Shindig: How did you come up with the idea for Old Skies?
Dave Gilbert: The idea took root when I was creating a game for the 2019 Adventure Game Jam. I was messing around with 3D models and environments, and ended up with a woman in a futuristic outfit running around a modern city. I joked that she was probably a time traveller. Since I had only two weeks to complete the jam game, I just went with that idea. I enjoyed working on that jam game so much that I decided to expand the idea into a full project. And here I am!
What are your biggest influences—whether in games, other media, your own background, or something else entirely?
Too many to list. Off the top of my head, the novels of Terry Pratchett, Jim Butcher and Stephen King. I’m also inspired by New York, the city that I live in. It’s the main reason why most of my games take place here.
What has been the most memorable part of working on Old Skies so far?
Finding the fun at the heart of the idea. I began the project with lofty and complicated ideas of how time travel worked in the game, and it bent my brain into knots. It got to the point where I had to step away from the project for a while and figure out what it was I really wanted to make, and then it clicked. I simplified the story by a LOT, made the goals a lot more human and relatable, and gave it a streamlined structure to hang the narrative around. Once I did that, everything clicked and the project became incredibly fun to work on. It’s been a blast.
What do you hope people take away from the game?

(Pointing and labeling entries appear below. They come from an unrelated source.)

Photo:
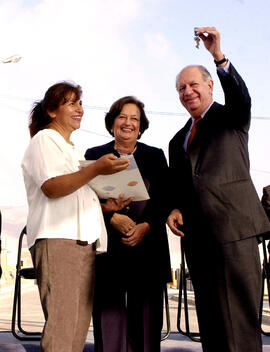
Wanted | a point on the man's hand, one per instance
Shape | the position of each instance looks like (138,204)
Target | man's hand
(122,223)
(211,39)
(113,205)
(175,220)
(136,234)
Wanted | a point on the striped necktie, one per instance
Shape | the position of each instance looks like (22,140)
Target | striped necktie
(193,131)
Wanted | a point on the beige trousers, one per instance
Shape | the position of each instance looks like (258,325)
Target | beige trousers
(65,277)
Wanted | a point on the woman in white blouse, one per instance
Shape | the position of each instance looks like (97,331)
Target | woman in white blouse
(65,223)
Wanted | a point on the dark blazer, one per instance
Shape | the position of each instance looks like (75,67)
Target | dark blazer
(212,181)
(150,258)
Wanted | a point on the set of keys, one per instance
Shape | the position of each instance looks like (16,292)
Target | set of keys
(196,38)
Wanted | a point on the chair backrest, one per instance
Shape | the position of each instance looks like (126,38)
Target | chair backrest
(0,243)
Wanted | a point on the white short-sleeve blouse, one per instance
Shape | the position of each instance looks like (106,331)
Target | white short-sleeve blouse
(76,216)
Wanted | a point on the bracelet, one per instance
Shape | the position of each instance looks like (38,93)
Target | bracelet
(220,61)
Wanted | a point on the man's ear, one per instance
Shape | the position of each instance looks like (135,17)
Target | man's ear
(211,85)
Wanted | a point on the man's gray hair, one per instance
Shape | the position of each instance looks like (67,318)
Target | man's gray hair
(205,74)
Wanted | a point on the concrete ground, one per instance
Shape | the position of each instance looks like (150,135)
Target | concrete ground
(32,320)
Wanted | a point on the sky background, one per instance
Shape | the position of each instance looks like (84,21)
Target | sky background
(114,48)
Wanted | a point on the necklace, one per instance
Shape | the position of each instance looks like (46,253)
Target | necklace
(133,151)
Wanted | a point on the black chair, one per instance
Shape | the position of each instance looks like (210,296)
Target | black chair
(21,273)
(168,321)
(265,279)
(0,243)
(183,298)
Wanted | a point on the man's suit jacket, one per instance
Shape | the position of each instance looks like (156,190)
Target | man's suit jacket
(211,182)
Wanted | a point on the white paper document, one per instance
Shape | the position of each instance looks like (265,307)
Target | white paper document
(128,182)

I hope you’ll leave the game happy that you experienced it! I want you to smile, I want you to laugh, I want you to remember and like these characters. A core theme of the game is legacy, and it’s something I think about a lot. I want these characters and stories to remain with people for a long time.
What would be your dream project to work on—blue skies, no limitations?
Honestly? My “dream project” would be to keep making these little games forever, without having to worry about things like “will this sell enough to pay my mortgage?” If I worry about anything, it’s not the stress of the job. It’s the worry that I will have to stop doing it one day.
Dave Gilbert is the founder of Old Skies developer Wadjet Eye Games.
Old Skies is currently in development for PC, Nintendo Switch, Mac, and Linux, with a release date to be announced at a later stage.